What happened in health care technology this week, and why it’s important.
Short term memory problems can be improved with laser therapy, according to new study
UK and Chinese scientists demonstrated that a non-invasive laser light therapy lasting only a few minutes could improve short-term memory in people by up to 25%. The treatment, called transcranial photobiomodulation (tPBM), is applied to an area of the brain known as the right prefrontal cortex. This area is widely recognized as essential for working memory. They also tracked changes in brain activity using electroencephalogram (EEG) monitoring during treatment and testing.
Why it’s important – They don’t yet understand why the treatment positively affects working memory or how long the results will last. Further research is planned to investigate these aspects. This is the first study, however, to confirm a link between tPBM and working memory in humans.
Infographics of the week – All five of the infographics this week come from the folks at CB Insights. I’ve highlighted their platform before and have been consistently impressed by the quality of their research. This compendium of strategy maps was released this week and is available for download here. Their 67-page coffee table book of strategy maps shines a light on the strategies behind some of the world’s most influential companies — from Amazon and PayPal to Tesla and CVS Health. I’ve included the big tech in healthcare maps below. You can find the maps for CVS and Walgreens in the document.
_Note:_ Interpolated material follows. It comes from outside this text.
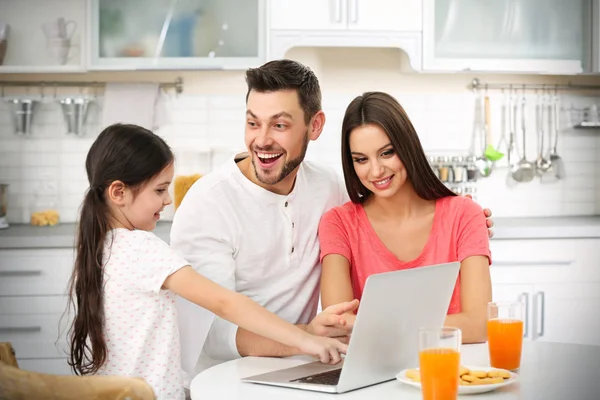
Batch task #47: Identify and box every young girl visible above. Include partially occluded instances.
[69,124,346,399]
[319,92,491,343]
A Proactive Way to Detect Cancer at Its Earliest Stages
Wired’s Grace Browne reports that Medtech firm Earli is working on a way to make tumors announce themselves as they appear—and even provide directions to where they are in the body. German-American entrepreneur Cyriac Roeding read a profile of Sam Gambhir, a physician, and scientist at Stanford University School of Medicine, in a magazine. Roeding, the co-founder and former CEO of the mobile shopping app Shopkick, was struck by Gambhir’s story and immediately sent him an email asking to meet. Earli’s approach essentially forces the cancer to reveal itself. Bioengineered DNA is injected into the body; when it enters cancer cells, it causes them to produce a synthetic biomarker not generally found in humans—something like limonene, a chemical found in the peel of citrus fruits. If subsequent breath or blood tests find traces of that biomarker, it could be a sign of cancer. The next step is figuring out where the cancer is in the body. An injected compound forces the cancer cells to produce an enzyme that gobbles up a radioactive tracer, rendering it visible to the naked eye in a scan. Localizing cancer makes it treatable—clinicians can use precision radiation or targeted surgery to then take it out.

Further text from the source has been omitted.